Reactivity of model compounds of ArF immersion, ArF, and KrF resists with diphenylsulfinyl radical cation, a cage-escape product of photochemistry of triphenylsulfonium salts

Reactivity of diphenylsulfinyl radical cation (Ph 2 S . + ) with model compounds of "dry/wet" ArF resists and KrF resists was investigated by pulse radiolysis technique, in order to reveal the reaction between Ph 2 S . + and a polymer. Ph 2 S . + is an intermediate of photolysis of triphenylsulfonium salts. Some Ph 2 S . + react with other intermediate of phenyl radical, leading to the formation of (phenylthio)biphenyl products and proton (H + ). The reaction, referred to as rearrangement reaction, is mainly responsible for acid generation. However, some Ph 2 S . + react with a polymer. Acid-generation efficiency might be enhanced if H+ is also formed by this reaction. Among 25 model compounds employed, Ph 2 S . + was scavenged by phenolic compounds which have lower electrochemical half wave reduction potential (E 1/2 ) than that of Ph 2 S. However, resulting radical cations of the phenolic compounds were not observed. Ph 2 S . + was not scavenged by the other compounds with higher E 1/2 . Decay rate constant of Ph 2 S . + scavenged by additives clearly depends on the change of E 1/2 between Ph 2 S and the additives including pyrene from which charge transfer was observed to Ph 2 S . + . The reaction is therefore charge transfer between the model compounds and Ph 2 S . + . The resulting radical cations of phenolic compounds are known to decompose to phenoxy radical and proton (H + ), suggesting that the compounds contribute to the enhancement of acid-generation efficiency in a chemically amplified resist.
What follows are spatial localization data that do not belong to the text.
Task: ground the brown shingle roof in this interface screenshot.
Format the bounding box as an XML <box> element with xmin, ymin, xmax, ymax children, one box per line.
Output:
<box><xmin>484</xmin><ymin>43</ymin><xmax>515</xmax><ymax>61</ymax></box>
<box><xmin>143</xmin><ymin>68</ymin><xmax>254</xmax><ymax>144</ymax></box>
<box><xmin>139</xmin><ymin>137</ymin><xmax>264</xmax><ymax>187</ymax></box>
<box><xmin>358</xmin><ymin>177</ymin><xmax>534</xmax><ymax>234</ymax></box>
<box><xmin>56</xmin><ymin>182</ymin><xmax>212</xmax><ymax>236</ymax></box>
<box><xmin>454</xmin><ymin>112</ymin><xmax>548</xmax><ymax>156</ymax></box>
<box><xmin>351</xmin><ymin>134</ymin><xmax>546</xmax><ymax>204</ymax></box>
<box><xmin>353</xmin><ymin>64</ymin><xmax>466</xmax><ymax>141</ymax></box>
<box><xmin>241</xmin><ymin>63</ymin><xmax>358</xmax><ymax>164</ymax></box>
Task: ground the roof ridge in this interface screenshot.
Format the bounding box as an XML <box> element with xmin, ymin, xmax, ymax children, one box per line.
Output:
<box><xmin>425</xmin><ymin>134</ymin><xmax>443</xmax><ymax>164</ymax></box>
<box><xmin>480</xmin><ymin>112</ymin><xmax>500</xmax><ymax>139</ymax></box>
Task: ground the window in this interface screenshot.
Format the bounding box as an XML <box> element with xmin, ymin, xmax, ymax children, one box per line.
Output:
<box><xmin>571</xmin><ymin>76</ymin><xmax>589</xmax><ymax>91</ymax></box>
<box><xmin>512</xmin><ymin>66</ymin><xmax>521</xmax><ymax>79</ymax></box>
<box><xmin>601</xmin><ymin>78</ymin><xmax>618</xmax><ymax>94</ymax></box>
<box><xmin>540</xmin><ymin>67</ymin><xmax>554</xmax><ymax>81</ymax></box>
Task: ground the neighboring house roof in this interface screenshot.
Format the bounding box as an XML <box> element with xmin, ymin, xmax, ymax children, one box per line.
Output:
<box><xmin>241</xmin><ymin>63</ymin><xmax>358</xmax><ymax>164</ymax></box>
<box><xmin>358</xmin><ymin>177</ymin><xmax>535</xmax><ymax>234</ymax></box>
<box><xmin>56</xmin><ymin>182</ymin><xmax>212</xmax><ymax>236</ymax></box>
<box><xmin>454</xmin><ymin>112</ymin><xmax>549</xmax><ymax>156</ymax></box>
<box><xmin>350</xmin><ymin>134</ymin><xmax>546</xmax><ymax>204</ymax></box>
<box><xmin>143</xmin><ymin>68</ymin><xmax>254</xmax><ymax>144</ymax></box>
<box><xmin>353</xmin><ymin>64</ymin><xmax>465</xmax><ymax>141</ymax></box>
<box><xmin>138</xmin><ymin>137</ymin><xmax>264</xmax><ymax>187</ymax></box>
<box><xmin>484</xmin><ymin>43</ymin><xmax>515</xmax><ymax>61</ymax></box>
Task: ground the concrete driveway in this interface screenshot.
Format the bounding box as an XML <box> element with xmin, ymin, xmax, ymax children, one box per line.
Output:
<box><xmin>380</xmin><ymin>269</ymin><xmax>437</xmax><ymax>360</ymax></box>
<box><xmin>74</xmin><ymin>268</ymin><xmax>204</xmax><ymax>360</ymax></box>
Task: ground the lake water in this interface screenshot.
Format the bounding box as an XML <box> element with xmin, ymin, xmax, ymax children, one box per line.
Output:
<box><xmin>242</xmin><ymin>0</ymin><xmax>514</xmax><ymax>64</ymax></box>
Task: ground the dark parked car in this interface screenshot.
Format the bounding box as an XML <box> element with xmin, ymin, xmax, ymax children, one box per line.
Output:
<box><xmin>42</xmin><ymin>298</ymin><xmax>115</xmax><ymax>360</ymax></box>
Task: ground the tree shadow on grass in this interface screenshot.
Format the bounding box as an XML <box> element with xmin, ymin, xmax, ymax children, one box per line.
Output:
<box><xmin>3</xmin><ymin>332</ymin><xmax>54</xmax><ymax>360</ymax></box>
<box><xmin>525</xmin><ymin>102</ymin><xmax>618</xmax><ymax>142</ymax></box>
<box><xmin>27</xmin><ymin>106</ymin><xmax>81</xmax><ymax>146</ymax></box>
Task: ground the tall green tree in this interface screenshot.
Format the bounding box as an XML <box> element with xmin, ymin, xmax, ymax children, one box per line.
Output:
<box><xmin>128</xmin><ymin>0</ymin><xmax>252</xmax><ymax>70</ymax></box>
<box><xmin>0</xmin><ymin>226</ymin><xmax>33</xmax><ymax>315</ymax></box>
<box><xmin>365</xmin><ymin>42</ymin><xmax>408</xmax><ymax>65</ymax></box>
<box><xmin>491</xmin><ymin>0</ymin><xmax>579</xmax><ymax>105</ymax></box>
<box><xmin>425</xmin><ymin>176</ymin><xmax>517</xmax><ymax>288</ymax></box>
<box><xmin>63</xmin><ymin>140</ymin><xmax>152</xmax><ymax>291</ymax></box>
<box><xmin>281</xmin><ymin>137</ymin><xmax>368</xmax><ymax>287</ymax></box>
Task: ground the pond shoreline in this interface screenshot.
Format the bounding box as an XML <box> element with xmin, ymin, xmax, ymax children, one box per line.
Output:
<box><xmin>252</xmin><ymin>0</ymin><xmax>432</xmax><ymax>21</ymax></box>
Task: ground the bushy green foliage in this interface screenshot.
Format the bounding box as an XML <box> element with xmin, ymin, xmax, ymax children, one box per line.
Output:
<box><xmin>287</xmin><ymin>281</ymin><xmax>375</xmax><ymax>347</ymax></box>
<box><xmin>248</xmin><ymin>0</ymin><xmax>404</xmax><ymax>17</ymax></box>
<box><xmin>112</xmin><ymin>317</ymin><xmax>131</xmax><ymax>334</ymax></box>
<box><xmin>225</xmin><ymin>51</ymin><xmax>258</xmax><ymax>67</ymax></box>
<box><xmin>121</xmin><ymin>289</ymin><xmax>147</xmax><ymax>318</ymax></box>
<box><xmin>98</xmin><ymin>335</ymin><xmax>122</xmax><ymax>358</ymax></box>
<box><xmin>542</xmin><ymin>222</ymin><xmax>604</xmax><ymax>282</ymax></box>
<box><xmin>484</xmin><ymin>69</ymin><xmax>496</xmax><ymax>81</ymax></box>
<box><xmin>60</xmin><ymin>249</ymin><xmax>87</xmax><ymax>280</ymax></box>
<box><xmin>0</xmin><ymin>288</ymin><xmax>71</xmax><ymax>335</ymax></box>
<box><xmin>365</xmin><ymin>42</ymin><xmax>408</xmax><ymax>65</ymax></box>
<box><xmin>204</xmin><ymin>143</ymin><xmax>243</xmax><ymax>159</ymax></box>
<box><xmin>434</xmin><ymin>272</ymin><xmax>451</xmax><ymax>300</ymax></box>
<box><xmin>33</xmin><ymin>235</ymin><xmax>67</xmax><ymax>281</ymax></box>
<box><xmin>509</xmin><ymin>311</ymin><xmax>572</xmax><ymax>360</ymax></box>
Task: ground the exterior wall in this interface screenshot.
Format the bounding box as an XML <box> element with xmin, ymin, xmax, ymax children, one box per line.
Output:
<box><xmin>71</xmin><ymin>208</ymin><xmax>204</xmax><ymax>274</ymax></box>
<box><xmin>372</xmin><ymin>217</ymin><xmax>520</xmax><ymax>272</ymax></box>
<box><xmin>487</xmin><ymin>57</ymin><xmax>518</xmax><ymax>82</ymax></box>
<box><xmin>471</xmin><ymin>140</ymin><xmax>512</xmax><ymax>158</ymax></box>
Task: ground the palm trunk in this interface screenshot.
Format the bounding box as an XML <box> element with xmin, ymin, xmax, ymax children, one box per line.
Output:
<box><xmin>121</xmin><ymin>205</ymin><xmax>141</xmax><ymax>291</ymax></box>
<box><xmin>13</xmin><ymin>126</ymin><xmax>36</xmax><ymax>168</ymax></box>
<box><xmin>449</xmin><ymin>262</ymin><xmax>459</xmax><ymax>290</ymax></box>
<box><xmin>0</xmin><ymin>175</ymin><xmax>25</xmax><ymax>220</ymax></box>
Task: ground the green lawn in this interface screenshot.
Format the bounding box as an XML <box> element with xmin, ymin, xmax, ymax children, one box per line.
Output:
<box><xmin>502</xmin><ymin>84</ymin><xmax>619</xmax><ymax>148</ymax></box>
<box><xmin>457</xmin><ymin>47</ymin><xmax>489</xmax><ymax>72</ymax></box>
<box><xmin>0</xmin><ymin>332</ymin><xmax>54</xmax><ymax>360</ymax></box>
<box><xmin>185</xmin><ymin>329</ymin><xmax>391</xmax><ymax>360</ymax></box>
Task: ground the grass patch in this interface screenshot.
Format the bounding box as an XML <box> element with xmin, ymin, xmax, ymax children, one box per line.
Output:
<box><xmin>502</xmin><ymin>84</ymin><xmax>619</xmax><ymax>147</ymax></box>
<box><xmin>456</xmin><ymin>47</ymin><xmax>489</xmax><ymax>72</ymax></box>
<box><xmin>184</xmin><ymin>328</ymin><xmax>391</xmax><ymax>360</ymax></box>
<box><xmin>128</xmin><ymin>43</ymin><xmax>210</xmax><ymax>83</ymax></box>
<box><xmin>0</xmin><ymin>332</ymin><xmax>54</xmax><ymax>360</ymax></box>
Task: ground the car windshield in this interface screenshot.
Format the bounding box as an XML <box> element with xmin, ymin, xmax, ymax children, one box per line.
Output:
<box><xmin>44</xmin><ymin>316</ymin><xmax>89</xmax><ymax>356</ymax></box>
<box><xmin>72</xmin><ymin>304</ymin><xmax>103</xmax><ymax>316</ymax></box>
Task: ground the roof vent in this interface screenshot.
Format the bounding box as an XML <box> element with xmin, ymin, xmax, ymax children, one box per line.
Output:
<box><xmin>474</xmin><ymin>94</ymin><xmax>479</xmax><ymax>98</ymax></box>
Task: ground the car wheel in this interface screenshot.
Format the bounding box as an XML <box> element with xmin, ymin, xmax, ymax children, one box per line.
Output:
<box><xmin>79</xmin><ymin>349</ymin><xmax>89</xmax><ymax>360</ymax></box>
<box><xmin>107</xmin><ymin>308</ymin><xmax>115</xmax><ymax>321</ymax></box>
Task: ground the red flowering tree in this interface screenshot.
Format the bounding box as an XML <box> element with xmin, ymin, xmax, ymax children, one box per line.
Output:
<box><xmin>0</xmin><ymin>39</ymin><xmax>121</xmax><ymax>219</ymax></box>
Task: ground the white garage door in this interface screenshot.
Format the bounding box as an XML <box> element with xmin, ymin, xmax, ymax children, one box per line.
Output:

From the viewpoint of reaction of Ph 2 S . + with resists, conventional polymer of KrF resist is therefore appropriate for H+ source. Phenolic compounds are generally not appropriate for the component of "dry/wet" ArF resists because of their strong absorption at 193 nm. However, the electron proved to be transferred from fluorinated methylphenols to Ph 2 S . + . Fluorinated methylphenols may have a potential for candidate of resist components improving acid generation in "dry/wet" ArF lithography.